ICCH Bulletin of January 22, 2023
January 22, 2023 Third Sunday in Ordinary Time
Welcome Father Brandt Today’s Readings: Is 8:23—9:3 | 1 Cor 1:10-13, 17 | Mt 4:12-23 or 4:12-17
Today’s Gospel Reading tells us about the beginning of the ministry of Jesus. The Evangelist tells us that after John the Baptist had been imprisoned by Herod Antipas, and as spoken by the prophets, Jesus withdrew “to Galilee” and began His own proclamation. The motive for Jesus making this move seems to be the arrest of John the Baptist. While no details are given about the arrest of John, it looks as if Jesus is continuing the work started by him, his own mission of God’s Kingdom. He preaches in Galilee and works in Capernaum which presents him as the light of nations as told by Isaiah but more precisely he begins on the western shore of the sea that was occupied by many small but prosperous cities and towns. This provided Jesus with the opportunity of ministering to a large number of people within a reasonable walking distance. Galilee was known as a rebellious region where even Jews were noted for their non-observance of the Law. Jesus begins his ministry in such a challenging place with the special chosen message and his preaching is summed up in one simple sentence: “Repent, for the kingdom of heaven is near; it is close at hand.”
The preaching of the Good News of Jesus begins with the word, Repent. His invitation to repent is to enter into a special relationship with God in response to his call. For ‘repent’ usually means to be sorry for, to regret some wrong actions we have done in the past. Jesus is asking for much more than that. It is a call, not to wipe out the past, which is really not possible for any human person, but for a change of direction from now on and enter into a new future. The Greek word, rendered by many translations as equivalent to ‘repent’, is metanoia. This word implies a radical change of heart, change in one’s thinking, total transformation. It also means looking at life in a completely new way, making what is sometimes called a ‘paradigm shift’. This new way of seeing life is spelt out through the whole of the Christian Testament.

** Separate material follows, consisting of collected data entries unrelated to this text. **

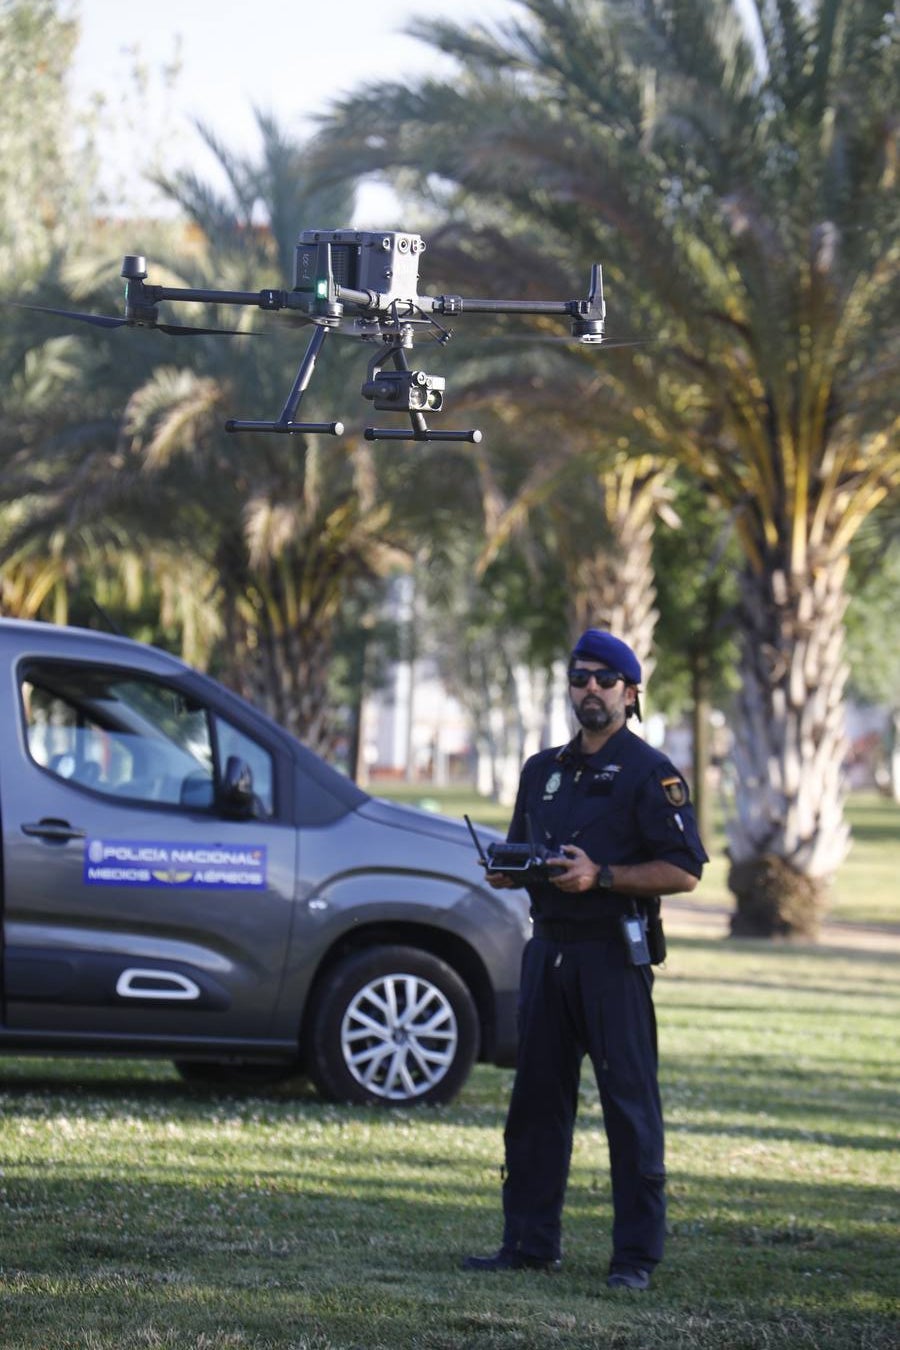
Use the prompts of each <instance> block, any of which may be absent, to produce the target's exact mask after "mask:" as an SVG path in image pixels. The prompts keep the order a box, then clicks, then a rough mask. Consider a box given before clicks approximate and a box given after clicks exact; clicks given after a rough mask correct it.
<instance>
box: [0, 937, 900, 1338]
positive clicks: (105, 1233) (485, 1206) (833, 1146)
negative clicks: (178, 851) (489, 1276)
mask: <svg viewBox="0 0 900 1350" xmlns="http://www.w3.org/2000/svg"><path fill="white" fill-rule="evenodd" d="M882 942H884V946H882V949H872V948H869V946H861V945H860V946H835V945H827V946H824V945H823V946H818V948H814V946H808V948H799V946H768V945H765V944H757V942H741V944H733V942H723V941H721V940H718V938H715V937H710V936H704V934H703V931H702V929H700V930H698V926H696V923H694V925H692V926H684V927H680V926H679V922H677V917H676V921H675V923H673V925H672V931H671V936H669V948H671V952H669V960H668V963H667V967H665V968H664V969H663V971H661V972H660V975H658V979H657V1007H658V1014H660V1030H661V1053H663V1092H664V1099H665V1108H667V1119H668V1169H669V1228H671V1235H669V1242H668V1253H667V1261H665V1262H664V1265H663V1266H661V1268H660V1272H658V1274H657V1280H656V1281H654V1288H653V1289H652V1291H650V1292H649V1293H648V1295H630V1293H626V1292H611V1291H607V1289H606V1288H604V1284H603V1276H604V1268H606V1262H607V1260H609V1222H610V1207H609V1179H607V1168H606V1147H604V1141H603V1135H602V1122H600V1116H599V1110H598V1106H596V1100H595V1091H594V1088H592V1084H591V1081H590V1077H587V1076H586V1080H584V1084H583V1104H582V1111H580V1120H579V1130H578V1141H576V1147H575V1154H573V1164H572V1177H571V1188H569V1196H568V1204H567V1218H565V1262H564V1269H563V1273H561V1274H559V1276H552V1277H549V1276H534V1274H529V1273H521V1274H519V1273H517V1274H507V1276H490V1277H484V1276H480V1277H479V1276H474V1274H468V1273H466V1272H463V1270H460V1269H459V1262H460V1257H461V1255H463V1254H464V1253H467V1251H487V1250H491V1249H493V1247H494V1246H495V1245H497V1242H498V1238H499V1164H501V1135H502V1125H503V1114H505V1108H506V1100H507V1096H509V1087H510V1073H509V1072H506V1071H499V1069H493V1068H487V1066H482V1068H479V1069H476V1071H475V1073H474V1075H472V1077H471V1080H470V1083H468V1084H467V1087H466V1088H464V1091H463V1093H461V1096H460V1098H459V1099H457V1102H456V1103H453V1104H452V1106H449V1107H441V1108H437V1110H421V1111H414V1110H403V1111H398V1112H394V1114H391V1112H387V1111H374V1110H354V1108H344V1107H335V1106H328V1104H325V1103H321V1102H318V1100H317V1099H316V1098H314V1096H313V1095H312V1093H310V1092H309V1091H308V1089H306V1088H304V1087H302V1084H301V1085H296V1087H294V1088H293V1089H290V1091H282V1092H279V1093H275V1095H271V1096H267V1098H263V1096H246V1098H242V1096H216V1095H204V1093H201V1092H197V1091H192V1089H189V1088H188V1087H185V1085H184V1084H182V1083H181V1081H179V1080H178V1079H177V1077H175V1075H174V1071H171V1069H170V1068H169V1066H167V1065H152V1064H150V1065H148V1064H146V1062H135V1061H124V1062H120V1064H109V1062H99V1061H78V1060H70V1061H65V1060H46V1061H42V1060H34V1058H32V1060H7V1061H3V1060H0V1346H3V1350H63V1347H65V1350H134V1347H174V1350H220V1347H221V1350H224V1347H229V1350H231V1347H240V1350H244V1347H252V1350H289V1347H290V1350H351V1347H352V1350H382V1347H383V1350H406V1347H409V1350H413V1347H420V1350H459V1347H475V1350H480V1347H484V1350H514V1347H515V1350H521V1347H544V1346H546V1347H560V1350H561V1347H565V1350H587V1347H591V1350H596V1347H610V1350H613V1347H614V1350H889V1347H891V1350H896V1347H897V1345H899V1343H900V1339H899V1336H900V1322H899V1320H897V1319H899V1316H900V1281H899V1274H897V1218H899V1215H897V1192H899V1188H900V1158H899V1153H897V1149H896V1143H897V1119H900V1112H899V1107H900V1100H899V1092H897V1068H899V1066H900V1065H899V1061H900V1052H899V1049H897V1034H896V1029H897V1014H899V1012H900V984H899V981H897V956H899V954H900V940H896V938H887V937H885V938H882Z"/></svg>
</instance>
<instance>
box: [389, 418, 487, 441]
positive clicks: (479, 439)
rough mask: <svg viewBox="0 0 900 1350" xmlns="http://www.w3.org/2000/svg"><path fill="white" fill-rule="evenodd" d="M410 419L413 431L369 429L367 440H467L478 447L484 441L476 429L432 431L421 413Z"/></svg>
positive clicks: (391, 428)
mask: <svg viewBox="0 0 900 1350" xmlns="http://www.w3.org/2000/svg"><path fill="white" fill-rule="evenodd" d="M409 417H410V421H412V424H413V427H412V431H405V429H403V428H402V427H367V428H366V431H364V436H366V440H467V441H471V444H474V445H478V444H479V441H480V439H482V433H480V431H478V429H476V428H472V429H471V431H432V429H430V427H426V425H425V418H424V417H422V414H421V413H410V414H409Z"/></svg>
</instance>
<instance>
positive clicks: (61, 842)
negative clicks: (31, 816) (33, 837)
mask: <svg viewBox="0 0 900 1350" xmlns="http://www.w3.org/2000/svg"><path fill="white" fill-rule="evenodd" d="M22 833H23V834H31V836H32V837H35V838H39V840H46V841H47V842H49V844H66V842H67V840H82V838H85V837H86V834H88V832H86V830H82V829H80V828H78V826H77V825H70V823H69V821H57V819H46V821H36V822H35V823H31V825H23V826H22Z"/></svg>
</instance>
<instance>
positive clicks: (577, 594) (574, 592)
mask: <svg viewBox="0 0 900 1350" xmlns="http://www.w3.org/2000/svg"><path fill="white" fill-rule="evenodd" d="M600 487H602V497H603V512H604V516H606V524H607V528H609V543H607V544H606V545H604V547H603V548H600V549H598V552H596V553H595V555H594V556H592V558H587V559H582V560H579V562H578V564H576V566H575V568H573V575H572V579H571V587H569V590H571V597H572V601H571V620H569V622H571V628H572V633H573V636H578V633H580V632H583V630H584V629H586V628H604V629H607V630H609V632H611V633H615V636H617V637H621V639H622V640H623V641H626V643H627V644H629V647H631V648H633V649H634V653H636V655H637V657H638V660H640V661H641V667H642V674H644V683H645V684H646V682H648V680H649V678H650V675H652V674H653V660H652V656H650V651H652V647H653V630H654V628H656V620H657V617H658V614H657V610H656V609H654V601H656V586H654V583H653V528H654V513H656V504H657V499H661V498H663V497H664V494H665V481H664V477H663V474H661V472H660V471H658V468H653V470H650V471H649V472H645V474H644V477H641V478H640V479H638V481H636V477H634V466H633V463H631V462H629V460H623V462H622V463H621V464H619V466H617V468H613V470H609V471H607V472H606V474H603V475H602V478H600Z"/></svg>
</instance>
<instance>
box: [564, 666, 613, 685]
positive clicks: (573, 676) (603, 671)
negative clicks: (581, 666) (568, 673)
mask: <svg viewBox="0 0 900 1350" xmlns="http://www.w3.org/2000/svg"><path fill="white" fill-rule="evenodd" d="M623 679H625V676H623V675H619V672H618V671H586V670H573V671H569V684H571V686H572V687H573V688H587V686H588V684H590V683H591V680H595V683H596V686H598V688H613V687H614V686H615V684H618V682H619V680H623Z"/></svg>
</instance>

The Good news that Jesus preaches is that people have to repent and change themselves as the kingdom of God is near. It is the good news of hope, peace, promise, truth and salvation that is contained in the kingdom. Jesus comes to his people as the herald or the messenger of good news. His message of the kingdom has certainty and assurance; it has total authority and power because it comes from the source which is God himself. The Scriptures indicate that the kingdom of God existed at the foundation of the world. It is the authority of God over everything that he created for John tells us that everything was created in and through Jesus. The mission of Jesus now is to re-establish this divine kingdom. There is the immediacy and the urgency in his proclamation as he says it is here and now.
As Jesus began his public ministry his first act was to gather some disciples or co-workers who would share his work and his mission. Jesus recruited Simon, who is called Peter, his brother Andrew, James and John, the sons of Zebedee. When Jesus called them their response was immediate. They left everything, their fishing nets, their parents and family and followed Jesus to be Disciples of Christ. The story of the calling of the first disciples showed their immediate and unconditional response to the summons of Jesus. The initiative for the call comes from Jesus but their response was total. Even though they had no previous knowledge of Jesus, they dropped what they were doing, left all their possessions and their dear ones to be with Jesus. This calling his first disciples indicates the beginning of the time of the church. On the surface level this may not make any sense to an outsider. However, it emphasizes that there was something almost indefinable about the person of Jesus that drew these first followers like a very strong magnet. They left everything not knowing where all this would lead.
Today’s readings are intended to stir us into action. The Gospel tells us that the spread of Christ’s kingdom depends on us today as it was with the Apostles during the time of Jesus. Paul’s letter to the Corinthians counsels us today not to participate in the factions within our church and between the churches. Prophet Isaiah reminds us that God’s light is always being offered to us as it was to a people who had suffered exile, oppression, fear and shame. We who practice our religion should walk as those faithful people of old walked, allowing ones whole being to become flooded with joyous light. Light acquires transcendental quality, penetrating the soul, opening the heart and making our life open to the many who seek the truth.